The following are the main scientific issues that arise in the ongoing debate between skeptics and proponents of homeopathy:

Homeopathic claims contradict established scientific facts
Skeptics consider homeopathy to be lacking any plausible mechanism. They often view homeopathy as a pseudoscientific remnant from the age of alchemy, when important concepts such as molecules and germs were understood poorly or not at all. In the view of modern scientists, the basic interactions of molecules are sufficient to explain all known chemical and biological phenomena, even if many processes are too complex to be understood at this time. This consensus developed during and after the formulation of homeopathy, as a result of discoveries like the size of atoms by Loschmidt in 1865, the synthesis of urea by Friedrich Wöhler in 1828, and advances in understanding many diseases.

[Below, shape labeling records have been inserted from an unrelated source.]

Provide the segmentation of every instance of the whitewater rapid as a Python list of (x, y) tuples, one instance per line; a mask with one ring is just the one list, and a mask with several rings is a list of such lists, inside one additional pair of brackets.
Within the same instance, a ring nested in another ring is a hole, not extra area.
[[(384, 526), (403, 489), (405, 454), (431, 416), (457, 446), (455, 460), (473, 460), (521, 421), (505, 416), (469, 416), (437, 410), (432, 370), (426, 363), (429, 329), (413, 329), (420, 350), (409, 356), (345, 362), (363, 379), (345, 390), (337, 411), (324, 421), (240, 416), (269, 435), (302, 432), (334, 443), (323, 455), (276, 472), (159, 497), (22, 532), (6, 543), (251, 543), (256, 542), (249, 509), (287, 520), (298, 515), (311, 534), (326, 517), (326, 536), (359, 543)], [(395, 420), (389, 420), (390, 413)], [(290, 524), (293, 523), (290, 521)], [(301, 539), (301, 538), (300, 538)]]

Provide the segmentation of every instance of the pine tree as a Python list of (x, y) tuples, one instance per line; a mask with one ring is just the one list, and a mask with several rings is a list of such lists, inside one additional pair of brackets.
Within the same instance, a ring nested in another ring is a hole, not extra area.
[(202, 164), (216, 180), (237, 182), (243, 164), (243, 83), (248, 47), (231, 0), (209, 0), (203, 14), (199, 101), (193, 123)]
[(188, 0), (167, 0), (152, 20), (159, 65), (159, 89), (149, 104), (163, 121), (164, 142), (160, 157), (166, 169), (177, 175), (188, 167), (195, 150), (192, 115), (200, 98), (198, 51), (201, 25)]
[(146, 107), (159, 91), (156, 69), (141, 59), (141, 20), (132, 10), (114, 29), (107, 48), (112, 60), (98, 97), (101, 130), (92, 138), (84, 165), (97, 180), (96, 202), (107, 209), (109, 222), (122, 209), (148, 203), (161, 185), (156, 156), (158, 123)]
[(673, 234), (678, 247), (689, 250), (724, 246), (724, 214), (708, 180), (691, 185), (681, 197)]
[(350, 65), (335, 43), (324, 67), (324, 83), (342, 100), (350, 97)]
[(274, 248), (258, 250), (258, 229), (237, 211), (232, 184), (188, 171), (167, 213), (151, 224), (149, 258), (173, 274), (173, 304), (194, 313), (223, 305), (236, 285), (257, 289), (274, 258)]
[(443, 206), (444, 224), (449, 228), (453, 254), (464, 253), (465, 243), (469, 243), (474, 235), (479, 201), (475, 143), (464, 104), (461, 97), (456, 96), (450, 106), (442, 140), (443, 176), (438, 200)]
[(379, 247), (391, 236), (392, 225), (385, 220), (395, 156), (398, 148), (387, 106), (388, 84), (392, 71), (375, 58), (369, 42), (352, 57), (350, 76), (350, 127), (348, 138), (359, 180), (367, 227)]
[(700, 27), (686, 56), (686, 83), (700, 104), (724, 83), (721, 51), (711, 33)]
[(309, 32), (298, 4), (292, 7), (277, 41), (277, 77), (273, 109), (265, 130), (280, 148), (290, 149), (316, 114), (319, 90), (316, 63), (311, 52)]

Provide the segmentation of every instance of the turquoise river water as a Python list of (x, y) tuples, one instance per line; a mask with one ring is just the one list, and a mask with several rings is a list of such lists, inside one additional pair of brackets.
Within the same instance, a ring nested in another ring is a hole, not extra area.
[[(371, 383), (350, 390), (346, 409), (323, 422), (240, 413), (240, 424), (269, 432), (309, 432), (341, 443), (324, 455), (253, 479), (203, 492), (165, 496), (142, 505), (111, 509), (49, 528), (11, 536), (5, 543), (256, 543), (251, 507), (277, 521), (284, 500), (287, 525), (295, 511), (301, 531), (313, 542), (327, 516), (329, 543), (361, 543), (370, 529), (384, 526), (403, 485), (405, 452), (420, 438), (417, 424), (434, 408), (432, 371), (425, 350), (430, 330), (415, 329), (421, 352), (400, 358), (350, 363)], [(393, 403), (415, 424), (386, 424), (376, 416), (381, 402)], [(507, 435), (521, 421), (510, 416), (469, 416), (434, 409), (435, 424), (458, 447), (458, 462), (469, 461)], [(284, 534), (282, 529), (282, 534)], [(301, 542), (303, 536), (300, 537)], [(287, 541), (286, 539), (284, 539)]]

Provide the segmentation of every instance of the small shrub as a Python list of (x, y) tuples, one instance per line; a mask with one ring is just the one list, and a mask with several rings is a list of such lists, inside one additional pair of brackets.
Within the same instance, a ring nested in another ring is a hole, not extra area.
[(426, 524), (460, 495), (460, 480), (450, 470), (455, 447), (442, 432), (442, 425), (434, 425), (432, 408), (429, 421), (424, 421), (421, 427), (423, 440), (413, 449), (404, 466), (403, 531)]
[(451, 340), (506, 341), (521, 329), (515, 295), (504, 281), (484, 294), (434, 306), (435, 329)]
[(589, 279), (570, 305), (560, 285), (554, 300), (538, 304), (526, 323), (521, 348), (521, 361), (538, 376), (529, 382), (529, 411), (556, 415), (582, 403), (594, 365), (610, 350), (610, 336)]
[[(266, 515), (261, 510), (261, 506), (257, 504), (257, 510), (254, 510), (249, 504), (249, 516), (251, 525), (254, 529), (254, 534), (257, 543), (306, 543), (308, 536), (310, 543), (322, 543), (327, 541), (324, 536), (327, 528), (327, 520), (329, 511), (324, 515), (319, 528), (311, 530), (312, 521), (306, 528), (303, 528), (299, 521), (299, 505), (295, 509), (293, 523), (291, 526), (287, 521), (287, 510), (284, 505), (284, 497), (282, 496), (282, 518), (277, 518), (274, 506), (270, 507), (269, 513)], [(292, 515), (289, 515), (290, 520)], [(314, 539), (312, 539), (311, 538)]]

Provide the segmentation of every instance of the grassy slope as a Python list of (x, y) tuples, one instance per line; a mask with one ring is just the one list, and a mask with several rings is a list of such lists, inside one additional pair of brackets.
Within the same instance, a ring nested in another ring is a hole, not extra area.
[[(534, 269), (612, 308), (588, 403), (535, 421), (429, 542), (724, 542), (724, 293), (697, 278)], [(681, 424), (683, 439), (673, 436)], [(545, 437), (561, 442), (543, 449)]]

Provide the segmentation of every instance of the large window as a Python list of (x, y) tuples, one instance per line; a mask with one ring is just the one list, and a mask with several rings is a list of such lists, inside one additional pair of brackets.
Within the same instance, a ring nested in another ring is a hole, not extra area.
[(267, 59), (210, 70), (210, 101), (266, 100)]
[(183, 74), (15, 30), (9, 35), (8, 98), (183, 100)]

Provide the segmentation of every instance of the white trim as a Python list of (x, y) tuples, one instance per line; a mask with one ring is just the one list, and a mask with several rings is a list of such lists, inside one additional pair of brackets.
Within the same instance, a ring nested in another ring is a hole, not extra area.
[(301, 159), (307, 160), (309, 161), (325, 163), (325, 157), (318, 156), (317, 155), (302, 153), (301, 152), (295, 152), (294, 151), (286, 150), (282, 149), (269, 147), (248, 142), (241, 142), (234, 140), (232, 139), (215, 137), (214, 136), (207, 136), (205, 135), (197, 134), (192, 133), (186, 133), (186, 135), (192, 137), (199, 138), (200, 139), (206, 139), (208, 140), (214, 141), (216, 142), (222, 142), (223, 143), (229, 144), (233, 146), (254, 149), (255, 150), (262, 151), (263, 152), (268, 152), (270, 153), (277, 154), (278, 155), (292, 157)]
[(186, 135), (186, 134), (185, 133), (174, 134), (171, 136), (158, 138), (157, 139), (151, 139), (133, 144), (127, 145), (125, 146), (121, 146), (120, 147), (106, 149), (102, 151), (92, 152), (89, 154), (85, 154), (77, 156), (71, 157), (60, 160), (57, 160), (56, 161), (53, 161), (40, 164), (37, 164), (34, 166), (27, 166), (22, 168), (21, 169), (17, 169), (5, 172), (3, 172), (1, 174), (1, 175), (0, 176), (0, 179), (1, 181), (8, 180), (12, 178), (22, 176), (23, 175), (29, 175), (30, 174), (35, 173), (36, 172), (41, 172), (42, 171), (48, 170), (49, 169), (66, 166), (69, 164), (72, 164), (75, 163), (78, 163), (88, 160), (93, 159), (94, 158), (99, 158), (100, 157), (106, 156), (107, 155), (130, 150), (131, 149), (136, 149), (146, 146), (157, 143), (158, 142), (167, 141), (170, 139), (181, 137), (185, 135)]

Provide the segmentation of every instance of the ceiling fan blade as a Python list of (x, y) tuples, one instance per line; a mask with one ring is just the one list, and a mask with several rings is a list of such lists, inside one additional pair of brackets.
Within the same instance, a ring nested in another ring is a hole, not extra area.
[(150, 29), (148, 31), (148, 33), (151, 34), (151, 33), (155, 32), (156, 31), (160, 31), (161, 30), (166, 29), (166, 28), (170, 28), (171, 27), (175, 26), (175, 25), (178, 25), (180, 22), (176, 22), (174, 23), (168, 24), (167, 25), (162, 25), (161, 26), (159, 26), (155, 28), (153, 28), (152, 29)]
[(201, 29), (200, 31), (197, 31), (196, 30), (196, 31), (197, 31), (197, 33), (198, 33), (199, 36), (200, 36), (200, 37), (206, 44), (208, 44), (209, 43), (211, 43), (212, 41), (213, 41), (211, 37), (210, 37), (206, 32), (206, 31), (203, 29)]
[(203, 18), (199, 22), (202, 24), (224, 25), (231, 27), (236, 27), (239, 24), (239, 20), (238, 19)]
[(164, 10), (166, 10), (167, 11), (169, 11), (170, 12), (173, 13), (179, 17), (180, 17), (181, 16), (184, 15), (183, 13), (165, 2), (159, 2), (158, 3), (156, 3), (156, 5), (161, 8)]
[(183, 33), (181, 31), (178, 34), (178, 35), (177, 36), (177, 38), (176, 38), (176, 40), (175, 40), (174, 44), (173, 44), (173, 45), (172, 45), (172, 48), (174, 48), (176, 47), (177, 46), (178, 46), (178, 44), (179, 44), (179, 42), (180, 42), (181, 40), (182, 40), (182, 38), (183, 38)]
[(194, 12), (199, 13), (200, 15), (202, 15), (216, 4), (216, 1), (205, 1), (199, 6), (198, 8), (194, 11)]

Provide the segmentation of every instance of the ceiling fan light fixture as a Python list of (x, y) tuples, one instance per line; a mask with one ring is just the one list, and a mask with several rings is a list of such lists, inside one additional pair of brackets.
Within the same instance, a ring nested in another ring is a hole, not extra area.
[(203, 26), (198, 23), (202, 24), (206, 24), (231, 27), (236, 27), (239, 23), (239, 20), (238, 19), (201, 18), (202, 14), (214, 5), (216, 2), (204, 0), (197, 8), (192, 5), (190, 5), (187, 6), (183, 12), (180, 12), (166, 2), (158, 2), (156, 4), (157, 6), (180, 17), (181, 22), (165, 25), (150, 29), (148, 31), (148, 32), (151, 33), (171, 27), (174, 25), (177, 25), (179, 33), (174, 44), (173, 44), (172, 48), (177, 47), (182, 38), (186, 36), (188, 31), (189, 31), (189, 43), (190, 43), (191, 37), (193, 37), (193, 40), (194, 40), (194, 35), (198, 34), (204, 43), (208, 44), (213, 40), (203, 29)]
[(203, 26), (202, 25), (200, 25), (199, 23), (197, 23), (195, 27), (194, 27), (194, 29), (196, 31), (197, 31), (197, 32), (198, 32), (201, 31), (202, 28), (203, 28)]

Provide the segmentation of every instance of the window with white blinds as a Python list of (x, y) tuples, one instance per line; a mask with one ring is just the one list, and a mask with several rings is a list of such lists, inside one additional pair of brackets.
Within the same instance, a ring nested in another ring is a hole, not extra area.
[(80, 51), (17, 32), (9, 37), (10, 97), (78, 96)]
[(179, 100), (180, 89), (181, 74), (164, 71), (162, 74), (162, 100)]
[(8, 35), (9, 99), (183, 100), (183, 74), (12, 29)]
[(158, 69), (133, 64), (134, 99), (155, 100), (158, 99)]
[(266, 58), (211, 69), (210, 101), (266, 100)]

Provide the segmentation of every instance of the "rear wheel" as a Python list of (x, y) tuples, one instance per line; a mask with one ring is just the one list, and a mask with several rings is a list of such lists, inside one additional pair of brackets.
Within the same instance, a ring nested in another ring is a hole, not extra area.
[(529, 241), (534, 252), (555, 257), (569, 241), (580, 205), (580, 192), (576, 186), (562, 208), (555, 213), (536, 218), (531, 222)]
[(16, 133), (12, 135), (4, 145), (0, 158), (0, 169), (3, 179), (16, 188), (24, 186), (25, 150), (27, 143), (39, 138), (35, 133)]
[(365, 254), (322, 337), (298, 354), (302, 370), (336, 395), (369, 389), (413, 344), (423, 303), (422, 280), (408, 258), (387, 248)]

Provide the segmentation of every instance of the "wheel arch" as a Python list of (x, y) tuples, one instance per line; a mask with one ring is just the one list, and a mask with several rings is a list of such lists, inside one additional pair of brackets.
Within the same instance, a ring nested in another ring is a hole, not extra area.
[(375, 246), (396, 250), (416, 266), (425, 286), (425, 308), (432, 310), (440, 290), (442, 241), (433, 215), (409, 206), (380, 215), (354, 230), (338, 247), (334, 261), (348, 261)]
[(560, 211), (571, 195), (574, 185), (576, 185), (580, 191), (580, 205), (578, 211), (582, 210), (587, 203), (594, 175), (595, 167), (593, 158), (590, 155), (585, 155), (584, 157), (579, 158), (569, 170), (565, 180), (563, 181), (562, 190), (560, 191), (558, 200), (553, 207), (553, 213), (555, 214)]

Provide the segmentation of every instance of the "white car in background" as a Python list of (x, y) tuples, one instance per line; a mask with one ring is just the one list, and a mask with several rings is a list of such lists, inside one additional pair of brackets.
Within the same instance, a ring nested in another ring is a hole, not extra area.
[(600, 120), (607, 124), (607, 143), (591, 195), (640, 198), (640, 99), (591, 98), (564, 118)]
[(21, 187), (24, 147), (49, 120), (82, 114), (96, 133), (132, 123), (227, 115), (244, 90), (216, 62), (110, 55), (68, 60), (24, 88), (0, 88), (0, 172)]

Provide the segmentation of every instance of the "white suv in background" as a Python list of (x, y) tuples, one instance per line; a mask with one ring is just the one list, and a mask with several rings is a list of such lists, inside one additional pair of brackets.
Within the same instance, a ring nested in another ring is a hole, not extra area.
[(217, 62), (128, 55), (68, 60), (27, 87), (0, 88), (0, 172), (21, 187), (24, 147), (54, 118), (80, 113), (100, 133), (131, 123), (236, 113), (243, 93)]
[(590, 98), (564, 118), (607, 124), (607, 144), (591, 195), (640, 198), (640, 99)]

The primary criticism of homeopathy by established science is the lack of a chemical mechanism to explain how ultra-dilute solutions can retain an imprint of a molecule that no longer exists in solution. Regardless of whether the dilution medium is water or alcohol, molecular physics does not allow for imprinting of anything in a liquid medium once those molecules have been diluted to near nonexistence.

Critics also reject homeopathic theory as being logically inconsistent. Why should only the properties of the one intended remedy be imprinted during dynamization, and not the properties of all of the impurities in the water, particularly since all of the substances in complex mother tinctures are presumably imprinted? Why should artificial shaking and swirling imprint the water, but not similar processes in nature? Why should the same information be imprinted by dynamization with alcohol or by trituration with sugar, although the properties of these substances are very different from those of water?